Das Kreuz mit dem Kodex

Ingolf Bossenz über den Umgang der katholischen Kirche mit Mordtaten

  • Ingolf Bossenz
  • Lesedauer: 1 Min.

Ego te absolvo. Wenn der Freispruch von den gebeichteten Sünden verkündet ist, geht es munter weiter mit dem Bösen. Kreuz und Knarre - man kennt das aus Mafiafilmen. Leider steht dahinter eine verbrecherische Wirklichkeit, die bis heute Opfer fordert. Immerhin sprach die katholische Kirche jetzt erstmals ein solches Opfer selig: Der 1993 von der sizilianischen »Cosa Nostra« ermordete Priester Pino Puglisi wurde als »Märtyrer des Glaubens« geehrt. Er hatte gegen die Mafia gepredigt und die Jugend aufgefordert, sich von ihr abzuwenden.

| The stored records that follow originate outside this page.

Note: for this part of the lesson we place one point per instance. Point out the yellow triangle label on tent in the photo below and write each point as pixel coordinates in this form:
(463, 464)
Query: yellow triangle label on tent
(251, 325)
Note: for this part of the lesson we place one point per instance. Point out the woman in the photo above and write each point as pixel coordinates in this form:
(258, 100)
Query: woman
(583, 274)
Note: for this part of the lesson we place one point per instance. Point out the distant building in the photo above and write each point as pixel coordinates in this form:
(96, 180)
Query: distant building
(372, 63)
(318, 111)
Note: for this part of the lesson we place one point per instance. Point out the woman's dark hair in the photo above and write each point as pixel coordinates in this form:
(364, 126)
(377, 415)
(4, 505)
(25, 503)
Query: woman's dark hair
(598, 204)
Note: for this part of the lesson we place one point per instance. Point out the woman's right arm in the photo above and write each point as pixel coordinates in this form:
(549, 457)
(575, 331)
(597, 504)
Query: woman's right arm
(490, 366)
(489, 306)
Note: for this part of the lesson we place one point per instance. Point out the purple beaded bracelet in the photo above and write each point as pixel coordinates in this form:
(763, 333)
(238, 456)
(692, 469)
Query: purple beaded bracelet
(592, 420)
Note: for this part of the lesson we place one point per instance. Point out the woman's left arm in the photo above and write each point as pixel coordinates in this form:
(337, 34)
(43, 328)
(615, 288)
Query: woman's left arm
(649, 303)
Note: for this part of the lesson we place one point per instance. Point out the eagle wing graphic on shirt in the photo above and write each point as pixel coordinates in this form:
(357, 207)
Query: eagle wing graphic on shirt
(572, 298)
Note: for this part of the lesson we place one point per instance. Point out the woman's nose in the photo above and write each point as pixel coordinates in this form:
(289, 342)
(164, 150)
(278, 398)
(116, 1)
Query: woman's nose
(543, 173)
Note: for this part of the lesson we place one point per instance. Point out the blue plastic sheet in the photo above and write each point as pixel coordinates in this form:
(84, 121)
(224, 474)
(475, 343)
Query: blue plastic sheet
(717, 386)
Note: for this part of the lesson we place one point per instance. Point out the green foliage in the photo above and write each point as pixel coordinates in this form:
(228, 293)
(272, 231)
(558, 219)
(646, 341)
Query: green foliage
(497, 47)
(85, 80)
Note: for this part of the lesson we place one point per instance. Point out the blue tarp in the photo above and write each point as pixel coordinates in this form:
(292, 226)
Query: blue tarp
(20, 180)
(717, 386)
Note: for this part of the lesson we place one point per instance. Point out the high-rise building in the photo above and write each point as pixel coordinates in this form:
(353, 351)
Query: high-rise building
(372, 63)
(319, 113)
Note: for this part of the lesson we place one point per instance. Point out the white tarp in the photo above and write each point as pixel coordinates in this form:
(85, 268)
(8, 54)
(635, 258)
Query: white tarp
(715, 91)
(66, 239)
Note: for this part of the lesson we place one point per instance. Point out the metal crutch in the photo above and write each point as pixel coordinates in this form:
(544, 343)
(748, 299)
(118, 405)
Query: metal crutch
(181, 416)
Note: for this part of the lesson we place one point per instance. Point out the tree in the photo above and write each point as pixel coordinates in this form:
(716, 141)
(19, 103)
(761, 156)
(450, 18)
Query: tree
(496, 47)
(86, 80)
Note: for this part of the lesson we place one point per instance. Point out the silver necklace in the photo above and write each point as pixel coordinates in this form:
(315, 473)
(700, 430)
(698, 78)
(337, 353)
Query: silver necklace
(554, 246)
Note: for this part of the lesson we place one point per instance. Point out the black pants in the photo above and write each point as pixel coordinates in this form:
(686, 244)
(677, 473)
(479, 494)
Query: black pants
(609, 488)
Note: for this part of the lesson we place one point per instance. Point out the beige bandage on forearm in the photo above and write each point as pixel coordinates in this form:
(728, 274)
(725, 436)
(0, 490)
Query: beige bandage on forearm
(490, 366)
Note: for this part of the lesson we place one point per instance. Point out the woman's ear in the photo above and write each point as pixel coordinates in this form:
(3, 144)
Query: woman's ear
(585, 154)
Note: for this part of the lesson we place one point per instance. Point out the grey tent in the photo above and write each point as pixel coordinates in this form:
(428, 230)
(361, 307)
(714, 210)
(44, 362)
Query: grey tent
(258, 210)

Bemerkenswert ist indes nicht nur der Vorgang, sondern vor allem der Kommentar des Erzbischofs von Palermo während der Zeremonie in der Hafenstadt. Kardinal Paolo Romeo meinte nämlich, Mafiabosse könnten nicht als Mitglieder der katholischen Kirche anerkannt werden, selbst wenn sie sich für religiös erklärten. Die von ihnen begangenen Morde zeigten ihr wahres Wesen. Das klingt durchaus vernünftig. Nun ist Vernunft nicht gerade der höchste Leitstern Roms. Denn im geltenden Kodex des kanonischen Rechts ziehen zwar Taten wie Abtreibung oder Apostasie (Glaubensabfall) die automatische Exkommunikation nach sich, Mord indes nicht. Auch die blutigsten Katholiken unter den Diktatoren wurden - siehe Hitler - nie exkommuniziert. Vielleicht signalisierte ja Kardinal Romeo eine Wende. Oder er hat sich einfach versprochen.